In case you're not aware of the splitting lemma, let's prove this by hand (this proof obviously extends easily to the fully general case).
First, let $H = \tilde{H}_1(T,S)$ and let's give the maps names:
$$0\rightarrow \mathbb{Z}\oplus\mathbb{Z} \overset{f_1}{\rightarrow} H \overset{f_2}{\rightarrow}\mathbb{Z}\rightarrow 0.$$
Note that the map $\mathbb Z \to 0$ is trivial so its kernel is the whole of $\mathbb{Z}$. Hence, the map $H \overset{f_2}{\to} \mathbb Z$ must be surjective by exactness. Let $h \in H$ be an element such that $f_2(h) = 1$. Define the function $g \colon \mathbb{Z} \to H$ on the generator by $g(1) = h$. It is then easy to see that $f_2(g(n)) = n$ for all $n \in \mathbb{Z}$.
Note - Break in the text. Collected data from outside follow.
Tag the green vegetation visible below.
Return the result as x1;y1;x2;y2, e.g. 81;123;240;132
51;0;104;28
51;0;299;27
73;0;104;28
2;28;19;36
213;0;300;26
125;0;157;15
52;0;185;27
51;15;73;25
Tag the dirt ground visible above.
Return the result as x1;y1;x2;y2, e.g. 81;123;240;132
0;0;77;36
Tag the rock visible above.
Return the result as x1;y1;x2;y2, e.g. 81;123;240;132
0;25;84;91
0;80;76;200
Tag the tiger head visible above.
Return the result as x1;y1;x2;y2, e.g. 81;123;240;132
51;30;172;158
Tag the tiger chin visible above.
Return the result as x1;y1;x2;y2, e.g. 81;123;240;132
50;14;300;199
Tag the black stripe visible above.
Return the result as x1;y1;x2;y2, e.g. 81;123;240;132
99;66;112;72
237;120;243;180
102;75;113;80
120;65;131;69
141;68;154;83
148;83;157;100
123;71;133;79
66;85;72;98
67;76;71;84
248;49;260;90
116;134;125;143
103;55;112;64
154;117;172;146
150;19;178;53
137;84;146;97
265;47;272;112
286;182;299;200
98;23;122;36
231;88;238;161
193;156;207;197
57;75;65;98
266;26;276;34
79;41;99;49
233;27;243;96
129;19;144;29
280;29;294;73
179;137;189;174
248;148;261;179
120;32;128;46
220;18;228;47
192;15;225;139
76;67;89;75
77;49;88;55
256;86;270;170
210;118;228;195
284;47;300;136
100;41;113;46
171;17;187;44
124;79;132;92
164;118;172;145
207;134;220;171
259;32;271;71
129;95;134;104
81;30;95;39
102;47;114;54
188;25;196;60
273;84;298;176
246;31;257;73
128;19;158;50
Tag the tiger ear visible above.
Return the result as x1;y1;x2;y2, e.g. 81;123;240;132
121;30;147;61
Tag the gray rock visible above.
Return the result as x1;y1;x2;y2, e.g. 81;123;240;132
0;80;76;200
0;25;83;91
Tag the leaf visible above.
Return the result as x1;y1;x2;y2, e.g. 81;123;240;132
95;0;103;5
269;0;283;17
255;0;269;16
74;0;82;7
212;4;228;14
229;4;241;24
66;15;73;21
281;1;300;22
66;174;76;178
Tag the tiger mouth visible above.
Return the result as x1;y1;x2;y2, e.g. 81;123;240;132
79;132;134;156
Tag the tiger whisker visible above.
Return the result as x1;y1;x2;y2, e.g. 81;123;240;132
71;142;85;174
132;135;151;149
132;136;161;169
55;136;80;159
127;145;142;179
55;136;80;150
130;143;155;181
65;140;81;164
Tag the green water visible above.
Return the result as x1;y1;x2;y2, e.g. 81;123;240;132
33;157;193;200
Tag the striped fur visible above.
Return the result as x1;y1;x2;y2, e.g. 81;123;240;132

Now define a map $i \colon (\mathbb{Z}\oplus \mathbb{Z}) \oplus \mathbb{Z} \to H$ by $i(x,y) = f_1(x) + g(y)$. We see that $i$ is clearly a homormophism.
Note that if $i(x,y) = 0$ then $f_1(x) + g(y) = 0$ which means that $f_1(x)=g(y)$ and so $f_2(f_1(x)) = f_2(g(y))$. But $f_2(g(y))=y$ by the definition of $g$. Also, by exactness, $f_2(f_1(x)) = 0$, so we have $y=0$. It follows that $f_1(x) = 0$ and, as $f_1$ is injective by exactness, $x$ must be $0$. It follows that $i$ is injective.
Now, let $z \in H$. Let $\tilde{z} = z - g(f_2(z))$. We have $f_2(\tilde{z}) = f_2(z) - f_2(g(f_2(z))) = f_2(z) - f_2(z) = 0$ so $\tilde{z} \in \ker f_2$. It follows that $\tilde{z} \in \operatorname{im}f_1$ by exactness. Let $a \in \mathbb{Z} \oplus \mathbb{Z}$ be such that $f_1(a) = \tilde{z}$. Finally, we see that
$$i(a,f_2(z)) = f_1(a)+g(f_2(z)) = \tilde{z} + g(f_2(z)) = z - g(f_2(z)) +g(f_2(z)) = z.$$ Hence, $z$ is in the image of $i$ and so $i$ is surjective. It follows that $i$ is an isomorphism.